耐容上限量に関しては、情報が乏しく、算定できないものが多かった。しかし、これは、多量に摂
取しても健康障害が生じないことを保障するものではないことに十分に注意すべきである。
●高齢者
高齢者では、咀嚼・嚥下能力の低下、消化・吸収率の低下、運動量の低下に伴う摂取量の低下など
が存在する。また、これらは個人差が大きい。さらに、多くの者が何らかの疾患を有している。その
ため、年齢だけでなく個人の特徴に十分に注意を払うことが必要である。

3 策定の留意事項
3-1 摂取源
食事として経口摂取される通常の食品に含まれるエネルギーと栄養素を対象とする。ただし、耐容
上限量については、いわゆる健康食品やサプリメント(以下「通常の食品以外の食品」という。)由
来のエネルギーと栄養素も含むものとする。耐容上限量以外の指標については、通常の食品からの摂
取を基本とするが、通常の食品のみでは必要量を満たすことが困難なものとして、胎児の神経管閉鎖
障害のリスク低減のために、妊娠を計画している女性、妊娠の可能性がある女性及び妊娠初期の女性
に付加する葉酸に限り、通常の食品以外の食品に含まれる葉酸(folic acid)の摂取について提示する。

3-2 摂取期間
食事摂取基準は習慣的な摂取量の基準を与えるものであり、それを「1 日当たり」を単位として表
現したものである。短期間(例えば 1 日間)の食事の基準を示すものではない。これは、栄養素摂取
量は日間変動が大きい 7–10)ことに加え、食事摂取基準で扱っている健康障害がエネルギー及び栄養素
の習慣的な摂取量の過不足によって発生するためである。
栄養素摂取の不足や過剰に伴う健康障害を招くまでに要する期間は、栄養素や健康障害の種類によ
って大きく異なる。例えば、ほぼ完全にビタミンB1 を除去した食事を与えると 2 週間後に血中ビタ
ミンB1 濃度が大きく減少し、欠乏に由来すると考えられる様々な症状が 4 週間以内に出現したとの
報告があり 11)、これは 1 か月間以内での栄養管理の必要性を示している。一方、ナトリウム(食塩)

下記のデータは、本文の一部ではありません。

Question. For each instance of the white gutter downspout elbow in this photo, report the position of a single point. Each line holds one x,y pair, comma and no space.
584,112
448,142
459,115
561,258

の過剰摂取は加齢に伴う血圧上昇に相関するとの報告があり 12)、これは数十年間にわたる栄養管理の
重要性を示している。このように、健康障害を招くまで、又は改善させるまでに要する期間は、栄養
素の種類や健康障害の種類によって大きく異なる。
一方、栄養素等の摂取特性、すなわち日間変動の点からも習慣的な摂取の期間を具体的に示すのは
困難である。極めて大まかなものではあるが、エネルギー及び栄養素の摂取量の日間変動を観察した
研究結果 8–10)に基づくと、ある程度の測定誤差・個人間差を容認し、日間変動が非常に大きい一部の
栄養素を除けば、習慣的な摂取を把握するため又は管理するために要する期間はおおむね「1 か月間
程度」と考えられる。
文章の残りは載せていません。